Шрифт:
Закладка:
Так, говорю, личность интересная. А где он был со своей машиной в те дни, когда магазины ограбили? Проверил?
Оказалось — нет, не успел еще. Решил сначала выявить все машины марки ЗИС-5, а уж завтра заниматься только теми, кто вызвал оперативный интерес.
В этом был свой резон, и я с Коняхиным согласился. Потому и осталось у меня к концу совещания такое ощущение: зацепок много, а определенного пока ничего нет. Шахов еще одного оперработника поднял, но тут звонок дежурного: ему там Кемерово дали, из угрозыска кто-то звонит.
Звонил Владимир Никитич. Мы еще вчера услали к нему на экспертизу винные бутылки из магазина.
Владимир Никитич сказал, что бутылки жутко захватаны, там один отпечаток на другом, но эксперт все еще возится, надежды не потерял. Еще Владимир Никитич сказал — человека задержали, на рынке в соседнем с вами городе, Градов его фамилия. Список похищенного в первом и во втором магазине где у тебя? Есть под рукой? Нет? Тогда запиши: продавал на рынке костюм мужской, коричневый, размер пятьдесят четвертый.
На другой день послал я разобраться в тот город Гринева, а часам к двенадцати ночи собрали с Шаховым опергруппу и пошли к Клавдии Зиберовой.
Жарков слово сдержал, и мы теперь о ней много чего знали: лет ей двадцать девять, живет с матерью, обе нигде не работают. У Клавдии что днем, что ночью дым коромыслом. А на какие доходы пьянки-гулянки, никто объяснить не может. Бывают в ее доме и драки — соседи говорят, когда пьяные мужики Клавку делят, а мужиков ходит много.
Правда, до этого мы с Шаховым поспорили: он считал, что тратить на Клавку время нет ни смысла, ни резона, что если по всяким пьянчугам ходить — работать некогда будет. Я же считал — были у Крючкова какие-то основания именно ее назвать, не другого кого-нибудь. В общем, согласовали мы вопрос с городским прокурором и отправились.
Дом Зиберовых пятистенный, большой, тесом крытый, пристроена к нему сараюшка.

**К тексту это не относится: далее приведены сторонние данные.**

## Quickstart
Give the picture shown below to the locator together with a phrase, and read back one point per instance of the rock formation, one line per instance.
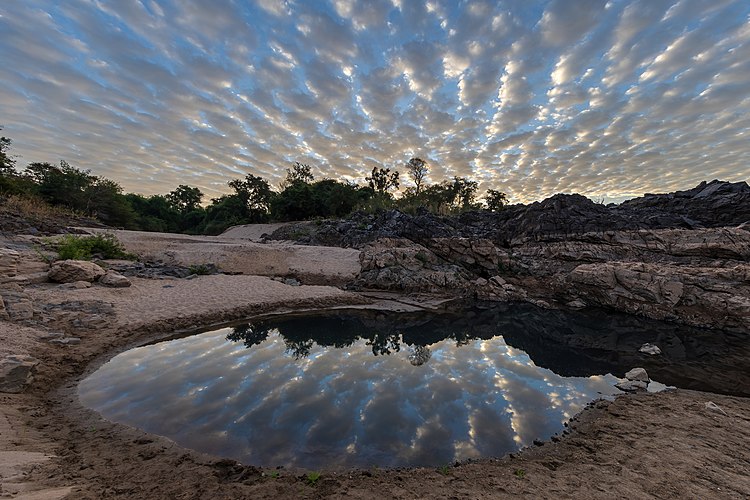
(68, 271)
(682, 256)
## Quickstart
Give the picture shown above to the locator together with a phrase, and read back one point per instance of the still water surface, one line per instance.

Во дворе, под навесом, поленница сложена. Месяц ясно светит, видно все.
Расставили как нужно людей и стучим в дверь — никто не откликается. Стучим кулаком, раз, другой, третий. Из-за двери голос: «Кто там буянит? Чего спать людям не даете?»
Шахов откликается: «Свои, Клавка нужна, отворяй!»
Ждем. Слышим, крюк изнутри отбросили. Дверь приоткрылась, Клавдия Зиберова зло спрашивает — что еще за «свои» объявились?
Шахов говорит — из угрозыска, проведать тебя пришли. Зиберова сразу в крик: «Что за беззаконие! Ответите! Я прокурору нажалуюсь! Людей среди ночи...»
А справа, в ночной темени вдруг слышу, Коняхин кричит: «Стоять!» Мы и глазом моргнуть не успели, ведет он с Жарковым всклокоченного парня. Он, оказывается, из окошка выпрыгнул, да прямо на них.
Ну, говорю, Клава, жалобу прокурору завтра будешь писать, право у тебя такое есть, а сейчас на улице нас не держи, надо нам глянуть, кто у тебя в гостях кроме вот этого.
Что в комнате увидели, скажу кратко, потому как неинтересно, а главное — противно. Лежала на полу мертвецки пьяная женщина, ничем, можно сказать, не прикрытая. Клава на нее тканый половичок набросила. На столе — тарелки с объедками, грязная посуда, окурки, порожние бутылки.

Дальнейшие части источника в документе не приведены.